На другой день после переезда Риппл описала всю обстановку в письме к родным. Нельзя было не воспользоваться столь удачным случаем и упустить такую квартиру! Ибо художник-портретист уезжал на год в Париж и хотел сдать квартиру за любую цену какому-нибудь «спокойному жильцу», который бы заботился о ней, содержал в чистоте и проветривал, а также продолжал бы пользоваться услугами француженки, которой он очень дорожил; она приходила для уборки и могла, если требовалось, приготовить любое блюдо.
Обсуждая эти условия с хозяйкой большого дома (у него был счастливый номер 39), Риппл чувствовала себя так, как будто обзаводилась собственной квартирой, по крайней мере, на десять лет.
Хозяйка была женщина приветливая, толковая и неболтливая, но за ее смиренным внешним видом скрывалось острое чувство юмора. Она сказала Риппл, что у нее в доме еще только один жилец – джентльмен, занимающий две комнаты на верхнем этаже.
– Артист? – спросила Риппл.
Хозяйка покачала головой: – Нет, у него далеко не такое мирное занятие, мисс. Он имеет дело с мотоциклами и вечно в разъездах. Кажется, это работа, на которой можно свернуть себе шею.
– Он очень спокойный, – сказала Риппл о соседе, прожив неделю в новой очаровательной квартирке и не слыша шума наверху. – Его никогда не слышно.
– Он довольно спокоен, когда его нет, – ответила хозяйка. – Десять дней, как он уехал, мисс. Носится туда-сюда, повсюду. Теперь он во Франции. Как только вернется, вы его прекрасно услышите.
Наступил вечер, когда стало очевидно, что сосед Риппл вернулся.
V
Поработав усердно целый день на репетиции, Риппл вернулась домой, усталая и голодная, как волк. Наскоро пообедав в семь часов, в восемь она уже сидела в домашнем платье и расчесывала свои длинные темные волосы.
«С ними больше хлопот, чем они того стоят, – думала она в тысячный раз. – Подумать только, сколько времени я сберегла бы утром, когда тороплюсь, и вечером, когда хочу спать! А как трудно скручивать их и прятать под разные парики! Сколько денег стоит мыть голову у парикмахера, когда можно было бы каждый день мыть ее самой! Очень хотелось бы освободиться от них! Если бы только папа и Виктор не поднимали такой шум, стоит только мне заикнуться, что я хочу остричь волосы. Все стригут сейчас!»

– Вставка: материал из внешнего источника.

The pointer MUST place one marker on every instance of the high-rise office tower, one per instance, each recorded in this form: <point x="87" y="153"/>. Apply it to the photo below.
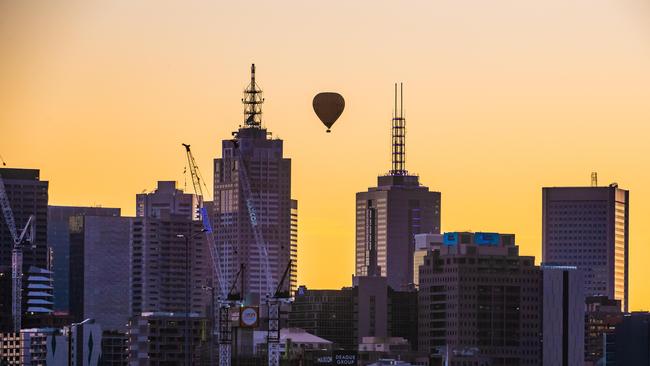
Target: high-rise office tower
<point x="588" y="227"/>
<point x="252" y="203"/>
<point x="563" y="316"/>
<point x="602" y="316"/>
<point x="27" y="196"/>
<point x="423" y="244"/>
<point x="629" y="344"/>
<point x="479" y="302"/>
<point x="58" y="237"/>
<point x="170" y="260"/>
<point x="388" y="216"/>
<point x="99" y="269"/>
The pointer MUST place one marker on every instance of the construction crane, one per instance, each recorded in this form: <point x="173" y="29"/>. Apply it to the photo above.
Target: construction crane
<point x="26" y="236"/>
<point x="226" y="297"/>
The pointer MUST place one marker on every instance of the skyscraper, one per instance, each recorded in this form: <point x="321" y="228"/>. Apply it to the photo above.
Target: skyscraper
<point x="58" y="237"/>
<point x="388" y="216"/>
<point x="27" y="196"/>
<point x="99" y="270"/>
<point x="252" y="203"/>
<point x="563" y="316"/>
<point x="588" y="227"/>
<point x="479" y="301"/>
<point x="170" y="261"/>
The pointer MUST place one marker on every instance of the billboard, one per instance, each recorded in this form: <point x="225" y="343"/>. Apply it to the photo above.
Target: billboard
<point x="344" y="358"/>
<point x="248" y="316"/>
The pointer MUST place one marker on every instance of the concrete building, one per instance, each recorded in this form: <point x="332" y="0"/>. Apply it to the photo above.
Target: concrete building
<point x="115" y="349"/>
<point x="158" y="339"/>
<point x="58" y="237"/>
<point x="170" y="260"/>
<point x="28" y="347"/>
<point x="368" y="309"/>
<point x="423" y="244"/>
<point x="588" y="227"/>
<point x="39" y="292"/>
<point x="99" y="269"/>
<point x="630" y="342"/>
<point x="389" y="216"/>
<point x="563" y="316"/>
<point x="167" y="198"/>
<point x="254" y="159"/>
<point x="27" y="195"/>
<point x="329" y="314"/>
<point x="602" y="316"/>
<point x="480" y="301"/>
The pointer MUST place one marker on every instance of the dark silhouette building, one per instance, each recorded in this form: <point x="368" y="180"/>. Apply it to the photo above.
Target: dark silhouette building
<point x="252" y="187"/>
<point x="480" y="302"/>
<point x="368" y="309"/>
<point x="629" y="344"/>
<point x="389" y="216"/>
<point x="58" y="237"/>
<point x="588" y="227"/>
<point x="601" y="317"/>
<point x="27" y="195"/>
<point x="99" y="270"/>
<point x="170" y="261"/>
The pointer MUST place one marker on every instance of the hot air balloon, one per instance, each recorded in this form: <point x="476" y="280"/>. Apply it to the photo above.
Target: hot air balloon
<point x="328" y="107"/>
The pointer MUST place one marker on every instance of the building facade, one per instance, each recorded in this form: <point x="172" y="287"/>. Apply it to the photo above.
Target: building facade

В то время все еще стригли волосы. Когда выйдет в свет эта книга о балерине Риппл, возможно, мода на прически изменится. Вполне вероятно, что тридцатипятилетние матроны будут тогда заплетать свои отрастающие локоны в косы с красными лентами на концах. Никто не может предугадать, что сделает непредсказуемая мода; одно только верно: для следящих за модой все модное – хорошо, все отклоняющееся от моды – плохо.

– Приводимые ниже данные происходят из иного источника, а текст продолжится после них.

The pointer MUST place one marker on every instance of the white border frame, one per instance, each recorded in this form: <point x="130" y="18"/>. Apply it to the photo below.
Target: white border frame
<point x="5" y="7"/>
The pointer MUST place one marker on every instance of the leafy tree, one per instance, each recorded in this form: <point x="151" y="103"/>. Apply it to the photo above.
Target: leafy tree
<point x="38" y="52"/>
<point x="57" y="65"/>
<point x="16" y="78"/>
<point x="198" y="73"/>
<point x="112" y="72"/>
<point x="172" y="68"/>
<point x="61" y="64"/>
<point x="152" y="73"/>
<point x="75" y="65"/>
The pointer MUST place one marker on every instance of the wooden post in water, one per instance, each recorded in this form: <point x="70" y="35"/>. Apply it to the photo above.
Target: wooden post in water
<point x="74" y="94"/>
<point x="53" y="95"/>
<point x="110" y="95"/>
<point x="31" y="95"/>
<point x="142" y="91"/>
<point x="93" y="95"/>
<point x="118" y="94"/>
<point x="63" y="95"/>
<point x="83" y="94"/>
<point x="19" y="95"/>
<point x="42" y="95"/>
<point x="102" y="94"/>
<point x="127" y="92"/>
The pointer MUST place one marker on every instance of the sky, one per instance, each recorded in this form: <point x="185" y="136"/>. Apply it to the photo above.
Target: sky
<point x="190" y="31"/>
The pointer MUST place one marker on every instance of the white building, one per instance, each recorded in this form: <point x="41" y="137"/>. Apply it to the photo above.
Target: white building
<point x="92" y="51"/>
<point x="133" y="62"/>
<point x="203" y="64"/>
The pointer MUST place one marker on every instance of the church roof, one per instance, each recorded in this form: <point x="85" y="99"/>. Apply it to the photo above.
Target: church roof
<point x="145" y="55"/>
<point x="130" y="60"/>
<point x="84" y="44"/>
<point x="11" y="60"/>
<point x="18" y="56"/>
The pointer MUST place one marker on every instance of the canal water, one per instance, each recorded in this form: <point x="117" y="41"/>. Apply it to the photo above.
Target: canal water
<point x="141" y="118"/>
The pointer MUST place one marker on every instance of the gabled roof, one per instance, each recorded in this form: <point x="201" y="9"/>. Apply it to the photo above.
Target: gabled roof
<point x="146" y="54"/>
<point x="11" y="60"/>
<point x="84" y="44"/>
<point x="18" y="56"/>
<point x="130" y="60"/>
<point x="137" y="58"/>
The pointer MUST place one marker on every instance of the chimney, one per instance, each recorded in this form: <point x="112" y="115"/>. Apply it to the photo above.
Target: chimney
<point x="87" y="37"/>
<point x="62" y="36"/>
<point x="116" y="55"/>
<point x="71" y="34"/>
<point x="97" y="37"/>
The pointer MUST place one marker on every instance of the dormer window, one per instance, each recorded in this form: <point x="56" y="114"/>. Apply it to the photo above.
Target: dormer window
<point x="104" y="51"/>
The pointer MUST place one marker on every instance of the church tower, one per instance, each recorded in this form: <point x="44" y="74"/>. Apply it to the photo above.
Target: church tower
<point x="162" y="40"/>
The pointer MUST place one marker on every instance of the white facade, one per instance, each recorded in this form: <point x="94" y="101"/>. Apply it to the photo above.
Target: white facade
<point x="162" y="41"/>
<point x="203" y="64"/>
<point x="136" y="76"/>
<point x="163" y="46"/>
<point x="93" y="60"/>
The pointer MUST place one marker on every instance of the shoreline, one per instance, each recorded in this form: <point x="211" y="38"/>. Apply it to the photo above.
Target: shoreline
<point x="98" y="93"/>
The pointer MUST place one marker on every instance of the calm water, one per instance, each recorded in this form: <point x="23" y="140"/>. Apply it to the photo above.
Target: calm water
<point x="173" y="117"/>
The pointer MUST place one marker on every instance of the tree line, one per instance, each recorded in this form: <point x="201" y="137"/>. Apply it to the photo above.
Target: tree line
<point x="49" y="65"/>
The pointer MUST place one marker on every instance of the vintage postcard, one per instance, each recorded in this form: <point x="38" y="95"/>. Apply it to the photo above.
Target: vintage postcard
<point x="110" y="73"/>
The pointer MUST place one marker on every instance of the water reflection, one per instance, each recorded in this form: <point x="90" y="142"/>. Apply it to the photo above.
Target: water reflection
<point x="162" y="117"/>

Капитан Барр никогда не следил за модой. По его мнению, которое разделял и майор Мередит, женщина должна иметь длинные густые волосы, и косы Риппл составляли главную ее прелесть. От них обоих она только и слышала: «Остричь волосы? Не приходи больше домой, если ты это сделаешь, Риппл! – Прелестные волосы, волосы моей девочки, которыми я так горжусь?! Я не буду тебя любить, если ты их острижешь! – Не говори больше о такой глупости, выбрось из головы эту мысль!»
«Хорошо», – вздыхала Риппл, не без удовольствия слушая их горячие протесты.
В тот вечер она снова полчаса посвятила расчесыванию своих темных шелковистых волос, которые могли покрыть ее тонкое тело до талии. Она натерла их смесью розмарина и раствора нашатыря. Расчесав волосы, девушка заплела их в две толстые длинные косы, Затем она приняла свою обычную вечернюю ванну. Риппл всегда купалась дважды в день. Утром ей нравилось быстро окунуться и вынырнуть из холодной как лед воды, но по вечерам она предпочитала мыться не так поспешно, медленно вытираться полотенцем, пока голова была занята какими-то мыслями. Риппл любила тщательно растирать тело шершавой перчаткой, намыленной нежным мылом, глубоко погружаться в горячую воду, обтираться холодной губкой, смачивать кожу лавандой – самой невинной и дешевой туалетной водой.
Футболисты обычно очень чистоплотны, это самые опрятные существа человеческой породы. В этом смысле с ними могут соперничать разве что профессиональные танцовщицы. В уборной балетной школы Риппл всегда был чистый воздух, несмотря на царивший там беспорядок. После ванны Риппл благоухала и чувствовала себя отдохнувшей. Она сняла с дивана странно раскрашенное покрывало, устроила себе обычную постель, положила подушки и погасила свет. Девушка легла, удовлетворенно вздохнула и тотчас заснула.